Häufige Symptome der Krankheit sind: erhöhtes Haarwachstum an den betroffenen Gliedmaßen, Hyperpigmentierung; Hyperkeratose bis hin zu trophischen Geschwüren. Trophische Geschwüre bluten oft, das Blut ist hellrot.

Die charakteristischen frühen Anzeichen einer arteriell-venösen Fistel sind ein Anstieg der Hauttemperatur im betroffenen Bereich um 2-5 ° C im Vergleich zu einem gesunden Glied und ein Anstieg des Schwitzens..

Bei der Auskultation der betroffenen Extremität wird das systolische Murmeln bestimmt.

1. Angiographie. Ein Zeichen einer arteriovenösen Fistel ist der gleichzeitige Kontrast des arteriellen und des venösen Bettes..

2. RTg-Grafik der Extremität - Verdickung von Weichteilen mit gestörter Schichtdifferenzierung; Osteoporose, Verlängerung der Gliedmaßen; Verdickung des Knochens.

3. Oxyhemometrie von venösem Blut.
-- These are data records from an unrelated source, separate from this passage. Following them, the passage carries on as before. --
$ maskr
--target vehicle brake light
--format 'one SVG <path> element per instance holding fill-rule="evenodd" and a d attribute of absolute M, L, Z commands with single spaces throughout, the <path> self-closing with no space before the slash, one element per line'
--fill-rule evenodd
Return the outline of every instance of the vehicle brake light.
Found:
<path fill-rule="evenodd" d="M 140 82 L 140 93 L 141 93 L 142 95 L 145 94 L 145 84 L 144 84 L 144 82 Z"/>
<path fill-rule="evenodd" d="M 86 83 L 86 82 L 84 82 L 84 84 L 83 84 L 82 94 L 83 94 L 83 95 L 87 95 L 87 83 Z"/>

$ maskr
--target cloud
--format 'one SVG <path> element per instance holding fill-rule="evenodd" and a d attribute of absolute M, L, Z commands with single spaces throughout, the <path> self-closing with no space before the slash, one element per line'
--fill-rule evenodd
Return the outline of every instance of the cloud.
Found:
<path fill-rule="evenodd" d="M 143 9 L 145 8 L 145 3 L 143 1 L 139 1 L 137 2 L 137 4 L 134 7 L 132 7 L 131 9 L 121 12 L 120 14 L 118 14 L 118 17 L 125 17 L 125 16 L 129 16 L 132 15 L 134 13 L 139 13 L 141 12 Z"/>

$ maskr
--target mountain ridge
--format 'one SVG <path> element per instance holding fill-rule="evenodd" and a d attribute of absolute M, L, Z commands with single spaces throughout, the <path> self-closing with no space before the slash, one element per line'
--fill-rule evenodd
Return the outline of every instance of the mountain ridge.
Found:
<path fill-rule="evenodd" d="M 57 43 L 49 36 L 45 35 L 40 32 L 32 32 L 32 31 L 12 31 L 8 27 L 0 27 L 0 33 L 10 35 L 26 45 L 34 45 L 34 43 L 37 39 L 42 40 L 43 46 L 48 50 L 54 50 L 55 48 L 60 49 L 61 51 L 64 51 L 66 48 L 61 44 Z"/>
Bei Patienten mit arteriovenösen Fisteln ist die Blutsauerstoffsättigung in der betroffenen Extremität 9-29% höher als auf der gesunden Seite.

Es gibt auch Radionuklid-Diagnosemethoden..

Die Behandlung zielt darauf ab, die regionale Hämodynamik zu korrigieren und die Funktion der betroffenen Extremitäten- und Herzaktivität wiederherzustellen. Versuche, mehrere arteriovenöse Fisteln zu eliminieren, führen letztendlich bei 30-70% der Patienten zu einer Amputation. Die Ursachen für eine Amputation sind ischämische Gangrän, starke Blutungen aus Hämangomen (insbesondere intraossär) und Herzdekompensation.

Das Volumen der chirurgischen Eingriffe kann unterschiedlich sein: Fistelentfernung, Hämangiomentfernung, Arterienskelettierung in Kombination mit Hämangiomentfernung.